In Gates’ new sculptures, flat, disintegrating sections of roof, collected from a derelict school near to his home and studio in the south side of Chicago, are cast in bronze. Patched-up and highly textured, these geometric ready-made forms are then covered with tar which is poured or brushed on. Following the same method as that of tarring a roof, the result is a highly reflective, unctuous black glaze that can partially cover the sculpture or completely obscure it. Formed by the vicissitudes of weather and wear, the roofs have a mineral-like encrusted presence lent new life through their transformation as sculptures. In this way, the works point to themes of home and community and the possibility of rehabilitation through the values of restoration and beauty. At the edge of each sculpture, small square supports – casts of the gating system used during the sculpting process – are deliberately left intact, reflecting an intrinsic, fluid connection between material, process and artwork that is direct and honest. This trace of labour or making is important for Gates since the activity of roofing is both personally and politically significant: he learnt the skills from his father, a builder and roofer by trade, who used the profession as a form of activism.

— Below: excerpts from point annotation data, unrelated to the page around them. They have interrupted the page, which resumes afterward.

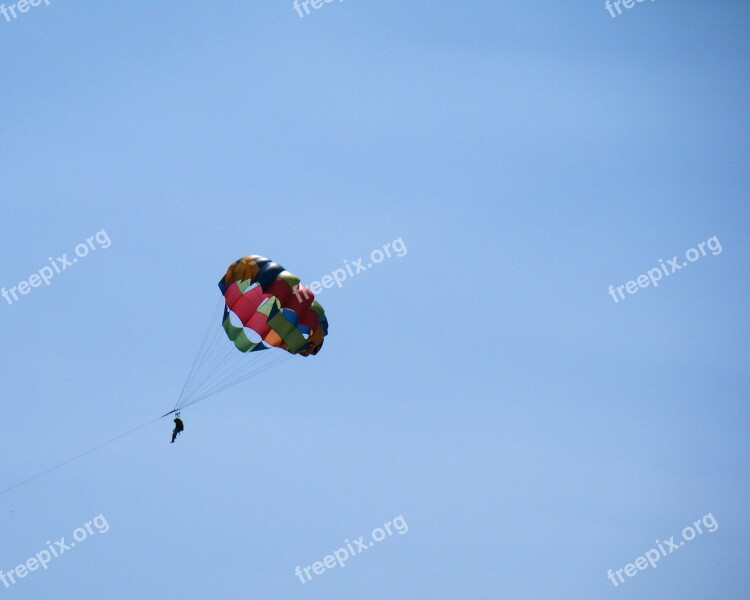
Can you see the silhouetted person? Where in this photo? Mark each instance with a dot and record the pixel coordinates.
(178, 427)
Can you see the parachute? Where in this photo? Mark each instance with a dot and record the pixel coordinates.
(263, 307)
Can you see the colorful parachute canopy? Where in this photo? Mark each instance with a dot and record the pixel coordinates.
(270, 301)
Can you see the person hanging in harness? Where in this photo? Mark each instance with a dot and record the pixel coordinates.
(179, 426)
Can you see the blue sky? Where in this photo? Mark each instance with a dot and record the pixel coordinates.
(532, 432)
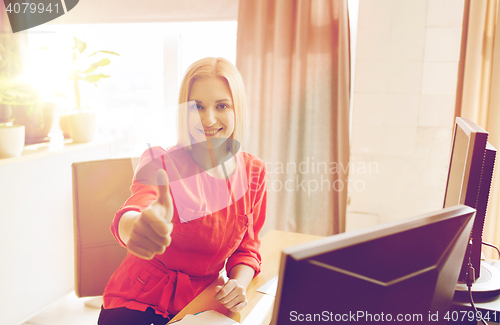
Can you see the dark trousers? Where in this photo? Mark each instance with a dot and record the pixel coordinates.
(124, 316)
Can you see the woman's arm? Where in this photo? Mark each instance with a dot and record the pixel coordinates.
(233, 294)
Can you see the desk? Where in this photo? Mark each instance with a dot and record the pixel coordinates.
(259, 309)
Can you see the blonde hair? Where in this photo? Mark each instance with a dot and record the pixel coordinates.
(207, 68)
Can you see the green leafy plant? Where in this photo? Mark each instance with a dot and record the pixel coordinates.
(13, 90)
(86, 74)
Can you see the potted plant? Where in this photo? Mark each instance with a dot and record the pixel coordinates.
(83, 122)
(20, 100)
(11, 136)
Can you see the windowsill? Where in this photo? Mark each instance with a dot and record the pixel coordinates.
(57, 145)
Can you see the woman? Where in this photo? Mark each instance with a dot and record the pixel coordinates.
(180, 229)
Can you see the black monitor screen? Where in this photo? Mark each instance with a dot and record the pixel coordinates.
(384, 274)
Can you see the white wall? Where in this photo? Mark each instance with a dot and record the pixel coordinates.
(403, 107)
(36, 228)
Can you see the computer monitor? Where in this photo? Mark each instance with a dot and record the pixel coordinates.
(469, 180)
(406, 271)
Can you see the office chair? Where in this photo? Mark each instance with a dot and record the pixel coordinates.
(99, 189)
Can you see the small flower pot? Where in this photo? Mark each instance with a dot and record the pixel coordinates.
(11, 141)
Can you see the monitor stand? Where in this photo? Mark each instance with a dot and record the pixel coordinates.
(487, 285)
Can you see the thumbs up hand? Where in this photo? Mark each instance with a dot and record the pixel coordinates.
(150, 233)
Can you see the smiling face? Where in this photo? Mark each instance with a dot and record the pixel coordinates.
(211, 110)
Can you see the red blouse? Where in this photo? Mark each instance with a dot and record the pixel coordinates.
(214, 220)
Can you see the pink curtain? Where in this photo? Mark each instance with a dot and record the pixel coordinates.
(294, 57)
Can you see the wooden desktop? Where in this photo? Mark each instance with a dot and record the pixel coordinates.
(259, 309)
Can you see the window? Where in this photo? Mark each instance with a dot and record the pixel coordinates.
(137, 104)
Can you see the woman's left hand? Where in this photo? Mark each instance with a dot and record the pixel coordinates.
(232, 295)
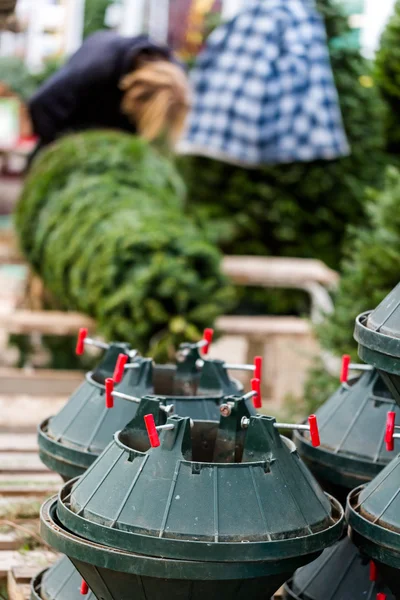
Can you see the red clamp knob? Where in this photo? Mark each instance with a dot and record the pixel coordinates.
(152, 431)
(256, 387)
(119, 368)
(109, 393)
(258, 367)
(344, 374)
(84, 588)
(80, 344)
(389, 434)
(373, 572)
(314, 431)
(208, 337)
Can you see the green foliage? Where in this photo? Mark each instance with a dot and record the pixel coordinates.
(95, 11)
(370, 269)
(388, 77)
(101, 220)
(16, 76)
(298, 209)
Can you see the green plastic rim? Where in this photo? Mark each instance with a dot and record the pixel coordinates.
(35, 586)
(289, 593)
(101, 556)
(382, 544)
(339, 469)
(201, 550)
(378, 349)
(68, 462)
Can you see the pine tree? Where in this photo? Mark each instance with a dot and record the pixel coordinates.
(388, 77)
(101, 220)
(370, 268)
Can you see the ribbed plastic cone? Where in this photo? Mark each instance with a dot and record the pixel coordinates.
(373, 513)
(340, 573)
(60, 582)
(224, 512)
(352, 426)
(378, 337)
(70, 441)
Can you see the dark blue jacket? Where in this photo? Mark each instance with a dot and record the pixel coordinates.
(84, 94)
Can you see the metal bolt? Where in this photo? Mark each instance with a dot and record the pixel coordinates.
(245, 422)
(225, 410)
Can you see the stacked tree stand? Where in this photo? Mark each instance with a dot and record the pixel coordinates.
(177, 487)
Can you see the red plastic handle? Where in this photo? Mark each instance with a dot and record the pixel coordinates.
(152, 431)
(390, 426)
(258, 367)
(80, 343)
(109, 391)
(373, 572)
(120, 368)
(208, 337)
(256, 387)
(344, 374)
(314, 431)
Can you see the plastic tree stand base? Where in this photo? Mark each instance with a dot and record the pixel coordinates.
(340, 573)
(60, 582)
(225, 510)
(351, 423)
(71, 441)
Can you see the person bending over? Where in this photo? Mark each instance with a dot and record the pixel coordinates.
(113, 82)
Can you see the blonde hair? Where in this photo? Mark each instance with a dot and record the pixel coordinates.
(156, 99)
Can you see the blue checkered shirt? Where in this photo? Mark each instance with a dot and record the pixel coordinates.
(264, 91)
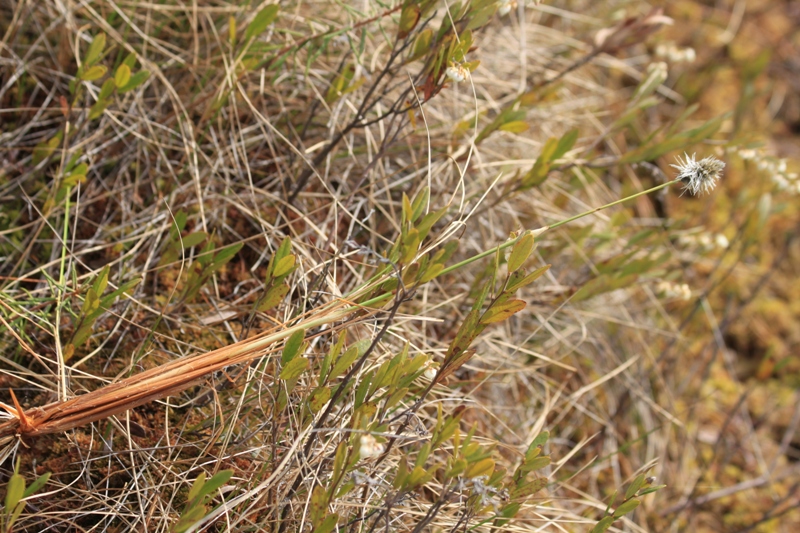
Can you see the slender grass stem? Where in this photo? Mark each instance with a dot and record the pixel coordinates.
(541, 230)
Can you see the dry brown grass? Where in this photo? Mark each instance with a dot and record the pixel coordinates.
(625, 380)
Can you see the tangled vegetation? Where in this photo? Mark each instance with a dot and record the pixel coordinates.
(416, 266)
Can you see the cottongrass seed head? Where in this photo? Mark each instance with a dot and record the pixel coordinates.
(699, 176)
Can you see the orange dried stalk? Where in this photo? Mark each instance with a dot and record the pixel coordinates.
(156, 383)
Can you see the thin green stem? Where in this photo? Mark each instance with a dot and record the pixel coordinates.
(62, 371)
(596, 209)
(541, 230)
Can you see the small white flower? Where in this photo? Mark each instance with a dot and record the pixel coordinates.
(456, 72)
(699, 176)
(370, 447)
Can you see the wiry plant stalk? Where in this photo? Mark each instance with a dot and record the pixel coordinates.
(162, 381)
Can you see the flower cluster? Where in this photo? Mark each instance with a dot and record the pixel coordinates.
(699, 176)
(456, 72)
(704, 241)
(777, 169)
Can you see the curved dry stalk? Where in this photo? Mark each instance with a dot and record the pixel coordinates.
(164, 380)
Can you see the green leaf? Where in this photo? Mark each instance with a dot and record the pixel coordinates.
(15, 489)
(498, 313)
(482, 17)
(649, 490)
(264, 18)
(319, 398)
(484, 467)
(526, 489)
(136, 80)
(197, 486)
(292, 346)
(520, 252)
(294, 368)
(344, 362)
(226, 254)
(215, 482)
(95, 49)
(122, 76)
(99, 107)
(422, 45)
(626, 507)
(634, 487)
(603, 524)
(535, 464)
(273, 297)
(284, 266)
(565, 144)
(106, 90)
(93, 73)
(327, 525)
(538, 442)
(193, 239)
(81, 335)
(409, 17)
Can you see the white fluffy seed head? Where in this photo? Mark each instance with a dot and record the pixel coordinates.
(699, 176)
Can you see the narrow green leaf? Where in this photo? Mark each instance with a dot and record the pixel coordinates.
(603, 524)
(319, 398)
(535, 464)
(95, 49)
(409, 17)
(273, 297)
(197, 486)
(226, 254)
(634, 486)
(565, 144)
(215, 482)
(520, 252)
(292, 346)
(626, 507)
(40, 482)
(484, 467)
(294, 368)
(344, 362)
(136, 80)
(498, 313)
(327, 525)
(515, 126)
(106, 90)
(193, 239)
(93, 73)
(122, 76)
(14, 490)
(284, 266)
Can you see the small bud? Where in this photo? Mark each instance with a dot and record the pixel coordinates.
(456, 72)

Roofing techniques are also adopted in the new series of paintings, which combine tar with coloured plastic sheeting, known as Naugahyde, to create compositions that make a reference to Modernist abstraction. ‘I’m reading about abstraction,’ Gates has said. ‘And now I have these things that are absolutely familiar and absolutely black in my life. My question was, could what my dad taught me trump established artistic practices?’ Unlike his previous series of tar paintings which were solely monochromatic, in these new works the inclusion of a material not associated with roofing distances the work from an indexical link to their subject matter.

In revising his approach to their making, by both incorporating new materials and allowing for a greater freedom of production, Gates has opened up new dialogues, evident in the visual and formal links to work by painters such as Mark Rothko, Josef Albers or Ellsworth Kelly. Bold compositions are created in the work through coloured fields of sheeting, adhered to the canvas in overlapping layers and combined with viscous tar, brushed or poured on to the canvas surface. In Study for halves and halves (2017), for example, arcs of yellow sheeting appear like a succession of rising suns while in another work, strips of turquoise sheeting are covered with applications of tar to create a dynamic pattern of repeat stripes. Gates works the tar with speed, since it demands a quick response before it cools and solidifies at which point bubbles, bumps and small indentations appear on its skin. This gives a sense tactility, either through the visible, visceral brushstrokes which emphasise the trace of the artist’s hand or, if poured, a feeling of arrested motion, of a halted, dripping viscosity. The process itself of making the paintings reflects not only the effort of the labour but above all what Gates has identified as, ‘an index of an archive of time in my body.’